Steinhoff, which is also listed in Frankfurt, said operating loss came in at €3.7 billion euros in the year ended September 2017, compared with profit of €278 million in the restated 2016 figures.
The company blamed writedowns for the loss as it cleans up its balance sheet. The total writedowns have already topped €13 billion since revealing the fraud, which wiped out more than 200 billion rand of shareholder equity.
Reversing The Irregularities
"The consequential impact of reversing the accounting irregularities is the fact that the restatements highlight that several of the group’s operating entities are unprofitable," Steinhoff said in a 359-page annual report posted on its website shortly before midnight.

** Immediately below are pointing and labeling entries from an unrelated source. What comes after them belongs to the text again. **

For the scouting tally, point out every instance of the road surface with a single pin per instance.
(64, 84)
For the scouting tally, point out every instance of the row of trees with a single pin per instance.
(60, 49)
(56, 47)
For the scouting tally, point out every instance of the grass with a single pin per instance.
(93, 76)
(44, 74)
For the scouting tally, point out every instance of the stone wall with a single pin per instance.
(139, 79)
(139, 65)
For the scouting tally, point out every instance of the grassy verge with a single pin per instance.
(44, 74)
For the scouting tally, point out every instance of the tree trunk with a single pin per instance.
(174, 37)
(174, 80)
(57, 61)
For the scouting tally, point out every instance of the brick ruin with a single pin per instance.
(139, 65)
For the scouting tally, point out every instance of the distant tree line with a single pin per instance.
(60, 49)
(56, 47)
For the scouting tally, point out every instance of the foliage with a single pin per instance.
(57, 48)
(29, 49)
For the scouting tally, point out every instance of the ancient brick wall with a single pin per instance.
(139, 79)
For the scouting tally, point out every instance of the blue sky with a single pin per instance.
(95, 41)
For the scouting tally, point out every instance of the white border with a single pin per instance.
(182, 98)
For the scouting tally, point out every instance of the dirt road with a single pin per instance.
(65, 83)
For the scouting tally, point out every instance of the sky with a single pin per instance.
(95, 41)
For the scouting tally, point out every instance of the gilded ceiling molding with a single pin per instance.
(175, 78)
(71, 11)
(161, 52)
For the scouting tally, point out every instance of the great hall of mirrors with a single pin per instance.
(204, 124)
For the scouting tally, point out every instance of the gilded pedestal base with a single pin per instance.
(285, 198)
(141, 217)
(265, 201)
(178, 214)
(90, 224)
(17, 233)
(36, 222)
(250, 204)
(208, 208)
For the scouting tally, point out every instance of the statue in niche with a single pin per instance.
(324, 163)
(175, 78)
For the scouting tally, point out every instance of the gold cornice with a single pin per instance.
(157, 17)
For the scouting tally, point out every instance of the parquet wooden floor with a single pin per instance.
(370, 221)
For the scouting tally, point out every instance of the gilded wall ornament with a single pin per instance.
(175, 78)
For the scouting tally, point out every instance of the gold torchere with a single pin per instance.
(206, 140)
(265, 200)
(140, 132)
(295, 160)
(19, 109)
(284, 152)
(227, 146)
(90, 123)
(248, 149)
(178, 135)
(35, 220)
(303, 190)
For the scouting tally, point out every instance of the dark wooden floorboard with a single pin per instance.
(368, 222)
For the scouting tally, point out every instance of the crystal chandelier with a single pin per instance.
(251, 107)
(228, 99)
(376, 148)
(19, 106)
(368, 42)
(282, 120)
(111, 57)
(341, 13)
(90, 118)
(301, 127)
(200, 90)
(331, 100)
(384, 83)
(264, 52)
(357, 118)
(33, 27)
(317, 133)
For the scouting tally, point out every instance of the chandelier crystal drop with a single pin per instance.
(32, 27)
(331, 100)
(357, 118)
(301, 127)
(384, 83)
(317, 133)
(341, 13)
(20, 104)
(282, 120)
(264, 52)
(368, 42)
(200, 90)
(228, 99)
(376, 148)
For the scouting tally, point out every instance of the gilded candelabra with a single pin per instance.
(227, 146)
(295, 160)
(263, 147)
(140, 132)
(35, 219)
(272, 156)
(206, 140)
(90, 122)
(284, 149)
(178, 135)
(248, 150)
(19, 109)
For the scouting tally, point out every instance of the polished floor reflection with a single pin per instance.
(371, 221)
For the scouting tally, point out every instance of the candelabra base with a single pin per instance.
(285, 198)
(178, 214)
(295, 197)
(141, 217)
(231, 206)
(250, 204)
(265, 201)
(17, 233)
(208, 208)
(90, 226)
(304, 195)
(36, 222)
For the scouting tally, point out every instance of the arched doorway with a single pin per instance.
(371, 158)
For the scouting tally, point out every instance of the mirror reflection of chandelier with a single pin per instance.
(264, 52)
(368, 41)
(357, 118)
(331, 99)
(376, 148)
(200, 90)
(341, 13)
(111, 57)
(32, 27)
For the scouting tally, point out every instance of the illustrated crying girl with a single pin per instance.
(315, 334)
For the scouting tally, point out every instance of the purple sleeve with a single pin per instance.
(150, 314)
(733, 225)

An investigation by auditor PwC released in March found that eight people, including former Steinhoff executives, were involved in a complex scheme where potential intercompany transactions worth €6.5 billion were fraudulently recorded as external income to prop up profits and hide costs in money-losing subsidiaries.
The retailer has delayed releasing results several times as it waited for the findings of the PwC investigation and audit process of its external auditor Deloitte.
The 2018 results are now due on June 18.